38.01.01. Jejuno a sede judicial de qualquer prova, mínima que seja, a emprestar conforto à confissão extrajudicial, ela não pode ser buscada para compor o acervo probatório.
38.01.02. E em sede judicial o que se viu foi a dúvida da ofendida quando instada a reconhecer o acusado, bem assim do PM C. A. M. P..
39. Lembro, a guisa de ilustração, que a ofendida, a propósito da autoria, disse, verbis:
“…que tem dúvidas se o acusado foi o autor do fato, pois que está muito diferente da pessoa que fora presa…(fls.61)
40. A testemunha C.A. M.P., de seu lado, disse, verbis:
“…que a pessoa apresentada ao depoente como autora do fato, tinha cabelos grandes, era mais morena de que o acusado e não usava barba, pelo que pode dizer que era muito diferente do acusado aqui presente…(fls.62)
42. A testemunha A. C. M. F., a seu tempo e modo, disse, verbis:
“…que a pessoa que se encontrava detida em nada se parece com o acusado aqui presente…(fls.63)

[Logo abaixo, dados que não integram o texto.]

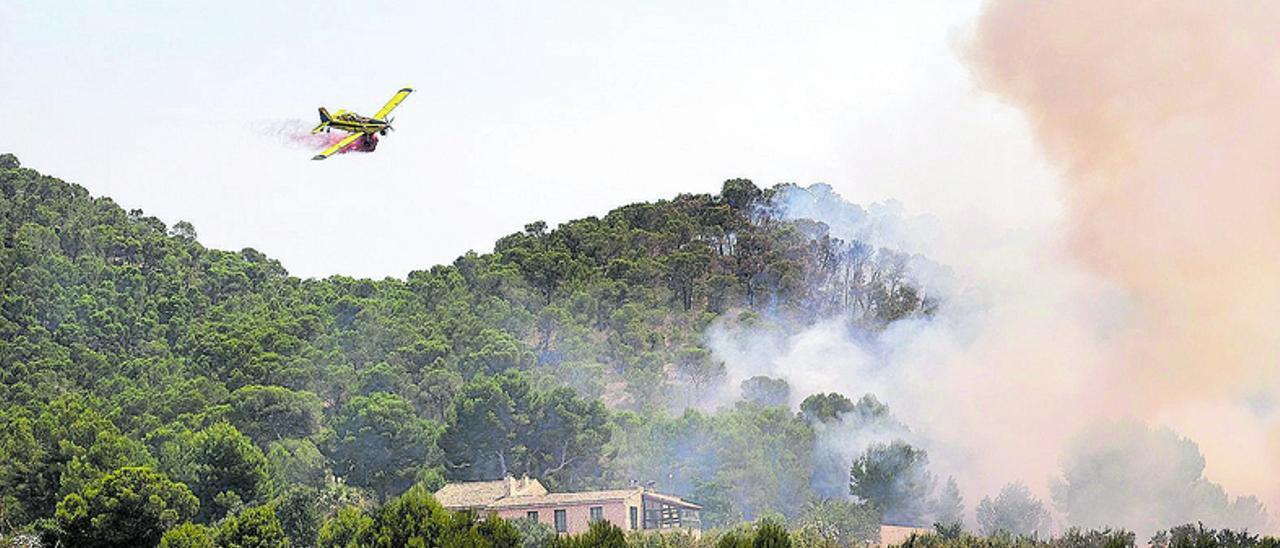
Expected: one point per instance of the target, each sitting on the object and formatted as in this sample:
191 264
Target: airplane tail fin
324 120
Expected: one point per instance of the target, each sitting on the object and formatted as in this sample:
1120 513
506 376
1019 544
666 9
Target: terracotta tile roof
566 498
510 493
470 494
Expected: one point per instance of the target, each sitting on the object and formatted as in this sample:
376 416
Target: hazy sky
522 112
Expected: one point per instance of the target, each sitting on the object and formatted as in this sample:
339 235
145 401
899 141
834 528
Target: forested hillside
132 354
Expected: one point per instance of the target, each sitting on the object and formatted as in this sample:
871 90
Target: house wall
579 515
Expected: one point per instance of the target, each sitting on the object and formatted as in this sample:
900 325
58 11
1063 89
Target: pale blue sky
524 112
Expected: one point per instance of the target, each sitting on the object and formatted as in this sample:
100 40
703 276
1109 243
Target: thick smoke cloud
1162 118
1153 298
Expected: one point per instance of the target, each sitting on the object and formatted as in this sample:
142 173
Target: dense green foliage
127 347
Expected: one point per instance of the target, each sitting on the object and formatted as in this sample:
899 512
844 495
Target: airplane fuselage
355 123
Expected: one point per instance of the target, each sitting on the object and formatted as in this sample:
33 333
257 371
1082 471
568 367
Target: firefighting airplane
366 129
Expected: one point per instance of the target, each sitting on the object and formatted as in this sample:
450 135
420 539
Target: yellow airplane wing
391 105
338 146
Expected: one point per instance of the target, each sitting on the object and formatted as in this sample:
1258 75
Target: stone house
631 510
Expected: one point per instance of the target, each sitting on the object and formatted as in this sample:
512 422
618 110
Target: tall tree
131 506
380 443
896 479
1014 511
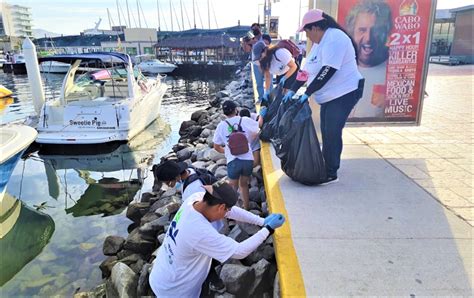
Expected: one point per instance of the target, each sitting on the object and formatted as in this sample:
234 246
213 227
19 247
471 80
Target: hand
266 95
282 81
303 98
274 221
288 96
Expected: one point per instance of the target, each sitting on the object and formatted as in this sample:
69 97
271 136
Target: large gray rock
112 245
262 281
135 211
237 278
124 280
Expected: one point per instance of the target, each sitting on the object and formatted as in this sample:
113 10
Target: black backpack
206 177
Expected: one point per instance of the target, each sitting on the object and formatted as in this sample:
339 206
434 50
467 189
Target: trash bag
269 128
298 146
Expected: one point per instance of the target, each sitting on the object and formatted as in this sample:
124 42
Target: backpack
238 143
206 177
290 46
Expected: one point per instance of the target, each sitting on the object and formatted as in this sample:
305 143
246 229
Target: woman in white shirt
331 74
277 61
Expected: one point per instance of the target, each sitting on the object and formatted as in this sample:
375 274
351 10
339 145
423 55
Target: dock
400 220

43. Creio que, diante da vacilação das testemunhas e da ofendida acerca da autoria do crime, não se pode, com efeito, expedir um decreto de preceito condenatório contra o acusado.
44. Há um detalhe que não pode ser deslembrado, ao exame da quaestio: o crime aconteceu em abril de 2003 e a prova testemunhal foi produzida em agosto do mesmo ano, do que se pode inferir que não se pode sequer dizer que, em face do tempo passado, a prova testemunhal esmaeceu.
45. Confesso que não sei o que impede a autoridade policial de formalizar o reconhecimento, ao tempo da prisão do autor do fato.
45.01. Tivesse procedido a autoridade com o devido zelo, o vacilo das testemunhas não teria o condão de arrefecer a autoria.
46. A verdade, agora, é que, de posse de provas frágeis, insubsistentes, não posso condenar.
47. Tenho dito – e vou repetir – que não se faz cortesia com o direito alheio. Não se pode brincar de fazer justiça. Se Ministério Público não foi capaz de provar o que alegou, que, então, suporte o desfecho absolutório. É o mínimo que se espera de o juiz garantista, num sistema da mesma forma garantista.
48. Não se condena por condenar, não se decide com espeque em suposições, em conjecturas. Condenação exige prova plena, escorreita, induvidosa – do fato e da autoria – na dúvida, em relação a esta ou em relação àquele, tem aplicação, às inteiras, o brocardo in dúbio pro reo.
49. O acusado cometeu o crime? Pode ser que sim, pode ser que não.
50. Todas as vezes que, ao término do exame das provas, o espírito de quem julgador for assaltado por dúvidas, por incerteza, o caminho a ser trilhado é, sempre, o que conduz a absolvição.
51. O fato, não se tem dúvidas, ocorreu, efetivamente. Todavia, convenhamos, a prova da autoria não é inquestionável.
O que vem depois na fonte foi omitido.